Because the llama_mlock objects live in llama_model and are constructed before the mlock actually happens. An alternative approach that does allow it to be in the constructor would be to store it behind a unique_ptr, like I did with llama_mmap, but there wasn't any particular need for it here (unlike llama_mmap where the mapping gets transferred out of the llama_model_loader).

llama_util.h

prusnak

llama.cpp permissions changed from 644 → 755

i guess this is unintended

comex · 2023-04-07T04:58:17Z

llama.cpp permissions changed from 644 → 755

i guess this is unintended

will fix

comex · 2023-04-07T05:11:28Z

Figured out the VirtualLock issue. RtlAdjustPrivilege doesn't help, but what does help is increasing both the minimum and maximum working set size instead of only the maximum. As per some documentation I didn't read before:

The maximum number of pages that a process can lock is equal to the number of pages in its minimum working set minus a small overhead.

comex · 2023-04-07T05:45:34Z

Addressed all PR feedback, and checked both items off my todo list. The PR still could use testing.
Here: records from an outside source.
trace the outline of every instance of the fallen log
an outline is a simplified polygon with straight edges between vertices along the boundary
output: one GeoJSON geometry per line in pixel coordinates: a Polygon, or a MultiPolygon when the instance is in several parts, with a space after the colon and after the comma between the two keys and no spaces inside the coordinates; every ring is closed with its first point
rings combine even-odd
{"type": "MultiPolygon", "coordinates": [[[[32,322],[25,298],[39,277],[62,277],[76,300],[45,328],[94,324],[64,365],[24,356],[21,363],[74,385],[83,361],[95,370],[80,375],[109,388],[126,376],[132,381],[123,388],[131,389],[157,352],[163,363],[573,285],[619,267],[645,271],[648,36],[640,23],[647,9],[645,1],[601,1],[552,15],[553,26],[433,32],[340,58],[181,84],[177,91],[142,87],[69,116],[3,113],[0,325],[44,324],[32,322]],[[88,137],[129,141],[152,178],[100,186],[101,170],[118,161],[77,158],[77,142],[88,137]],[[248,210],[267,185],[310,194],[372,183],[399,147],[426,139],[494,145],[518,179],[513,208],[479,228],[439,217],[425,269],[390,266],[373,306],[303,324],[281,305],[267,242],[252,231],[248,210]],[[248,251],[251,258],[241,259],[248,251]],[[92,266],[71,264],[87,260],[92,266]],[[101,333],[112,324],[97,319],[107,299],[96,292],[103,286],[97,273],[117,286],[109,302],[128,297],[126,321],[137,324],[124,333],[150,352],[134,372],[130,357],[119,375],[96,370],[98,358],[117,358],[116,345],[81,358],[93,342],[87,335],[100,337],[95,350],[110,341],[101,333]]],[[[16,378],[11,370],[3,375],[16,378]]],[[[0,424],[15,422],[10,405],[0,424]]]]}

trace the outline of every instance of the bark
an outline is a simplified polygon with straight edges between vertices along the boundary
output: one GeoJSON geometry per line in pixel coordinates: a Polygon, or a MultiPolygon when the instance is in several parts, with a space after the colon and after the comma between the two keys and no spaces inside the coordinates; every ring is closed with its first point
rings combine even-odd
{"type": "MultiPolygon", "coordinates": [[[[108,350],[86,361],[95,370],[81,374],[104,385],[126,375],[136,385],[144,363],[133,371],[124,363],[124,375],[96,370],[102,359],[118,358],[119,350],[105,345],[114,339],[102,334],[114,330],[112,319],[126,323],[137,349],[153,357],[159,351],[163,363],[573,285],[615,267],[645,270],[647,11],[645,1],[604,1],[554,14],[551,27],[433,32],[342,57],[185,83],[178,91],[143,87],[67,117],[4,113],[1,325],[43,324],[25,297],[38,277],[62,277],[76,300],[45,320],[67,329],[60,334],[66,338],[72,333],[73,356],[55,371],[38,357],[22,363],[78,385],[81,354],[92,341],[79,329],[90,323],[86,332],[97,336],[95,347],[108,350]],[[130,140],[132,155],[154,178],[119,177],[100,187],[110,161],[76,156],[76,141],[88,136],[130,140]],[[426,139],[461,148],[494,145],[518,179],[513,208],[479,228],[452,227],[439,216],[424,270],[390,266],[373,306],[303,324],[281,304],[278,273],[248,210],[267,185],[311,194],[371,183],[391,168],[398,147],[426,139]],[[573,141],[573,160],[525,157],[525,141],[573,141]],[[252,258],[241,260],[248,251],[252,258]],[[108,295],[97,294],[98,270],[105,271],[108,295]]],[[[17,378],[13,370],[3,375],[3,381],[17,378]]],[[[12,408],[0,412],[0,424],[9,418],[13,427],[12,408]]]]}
KASR · 2023-04-07T08:05:30Z

I've tried the versions/configurations, listed below, the output is also added as attachment. I tried to make some combinations using various models and data formats. All models load and produce output with no errors. Tested on windows/cmake/vs/ps

Let me know if i need to try something specific or run some other test.
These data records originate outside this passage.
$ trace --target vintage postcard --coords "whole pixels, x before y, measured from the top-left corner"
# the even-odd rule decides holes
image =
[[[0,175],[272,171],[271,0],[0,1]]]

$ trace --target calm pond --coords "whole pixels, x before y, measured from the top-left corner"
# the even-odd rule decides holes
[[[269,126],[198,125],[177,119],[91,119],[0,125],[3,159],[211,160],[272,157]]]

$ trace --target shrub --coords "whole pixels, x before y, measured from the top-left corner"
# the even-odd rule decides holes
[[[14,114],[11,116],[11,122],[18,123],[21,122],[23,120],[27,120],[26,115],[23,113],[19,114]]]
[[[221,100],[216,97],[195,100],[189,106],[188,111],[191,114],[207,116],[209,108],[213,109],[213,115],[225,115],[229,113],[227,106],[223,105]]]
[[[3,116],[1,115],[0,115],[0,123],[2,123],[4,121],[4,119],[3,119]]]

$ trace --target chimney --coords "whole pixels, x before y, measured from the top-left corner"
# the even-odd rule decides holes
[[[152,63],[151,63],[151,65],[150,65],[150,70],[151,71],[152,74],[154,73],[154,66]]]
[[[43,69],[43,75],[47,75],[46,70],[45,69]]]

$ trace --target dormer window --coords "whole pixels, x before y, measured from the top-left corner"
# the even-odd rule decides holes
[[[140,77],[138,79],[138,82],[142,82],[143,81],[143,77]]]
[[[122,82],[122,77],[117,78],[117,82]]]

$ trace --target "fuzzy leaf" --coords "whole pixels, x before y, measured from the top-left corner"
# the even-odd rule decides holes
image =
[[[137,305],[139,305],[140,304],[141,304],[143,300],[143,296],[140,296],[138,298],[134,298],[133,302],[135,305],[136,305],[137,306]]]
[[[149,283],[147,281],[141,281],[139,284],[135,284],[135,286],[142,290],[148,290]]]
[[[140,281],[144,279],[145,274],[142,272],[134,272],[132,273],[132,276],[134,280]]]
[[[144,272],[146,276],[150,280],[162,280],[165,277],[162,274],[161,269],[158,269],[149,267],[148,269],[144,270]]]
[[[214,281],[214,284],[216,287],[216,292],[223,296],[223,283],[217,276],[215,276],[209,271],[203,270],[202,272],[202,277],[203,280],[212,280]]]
output --> pizza_version_test.txt

./main_pizza -m ./models/65B/ggml-model-f16.bin -p "This is a long story about how programming came to be:" -n 100 -t 32 --temp 0.2 -c 2048 -s 132456 --ignore-eos --no-mmap -b 512

./main_pizza -m ./models/65B/ggml-model-q4_0.bin -p "This is a long story about how programming came to be:" -n 100 -t 24 --temp 0.2 -c 2048 -s 132456 --ignore-eos --no-mmap -b 512

./main_pizza -m ./models/7B/ggml-model-q4_0.bin -p "This is a long story about how programming came to be:" -n 100 -t 24 --temp 0.2 -c 2048 -s 132456 --ignore-eos --no-mmap

./main_pizza -m ./models/7B/ggml-model-q4_0.bin -p "This is a long story about how programming came to be:" -n 100 -t 24 --temp 0.2 -c 2048 -s 132456 --ignore-eos

./main_pizza -m ./models/7B/ggml-model-f16.bin -p "This is a long story about how programming came to be:" -n 100 -t 24 --temp 0.2 -c 2048 -s 132456 --ignore-eos

./main_pizza -m ./models/alpaca-native-enhanced-7B/ggml-model-q4_0.bin -p "This is a long story about how programming came to be:" -n 100 -t 24 --temp 0.2 -c 2048 -s 132456 --ignore-eos --no-mmap

./main_pizza -m ./models/alpaca-native-enhanced-7B/ggml-model-f16.bin -p "This is a long story about how programming came to be:" -n 100 -t 24 --temp 0.2 -c 2048 -s 132456 --ignore-eos

./main_pizza -m ./models/gpt4all-7B/gpt4all-lora-quantized.bin -p "This is a long story about how programming came to be:" -n 100 -t 24 --temp 0.2 -c 2048 -s 132456 --ignore-eos --no-mmap

./main_pizza -m ./models/gpt4all-7B/gpt4all-lora-quantized-ggjt.bin -p "This is a long story about how programming came to be:" -n 100 -t 24 --temp 0.2 -c 2048 -s 132456 --ignore-eos --no-mmap

./main_pizza -m ./models/gpt4all-7B/gpt4all-lora-quantized-ggjt.bin -p "This is a long story about how programming came to be:" -n 100 -t 24 --temp 0.2 -c 2048 -s 132456 --ignore-eos

bakkot · 2023-04-07T08:07:50Z

@comex Do you have any particular things in mind which you think need testing?

I tested this PR using ./perplexity with

7B ggml
7B ggmf
7B ggjt
13B ggml (two part)
13B ggmf (two part)
13B ggjt (single part)

and confirmed they all load and give the expected results (at least for the first few chunks), that mmap is only used for the ggjt files, and that --n_parts is not necessary.

I also tested ./quantize on the two-part 13B ggmf and confirmed the resulting single file behaves as expected.

All tests on macOS arm64.

One note is, I think it would be useful to print out the magic and version (or some other descriptor), since it's not always obvious from the file itself (unless I'm just missing it in the output somewhere).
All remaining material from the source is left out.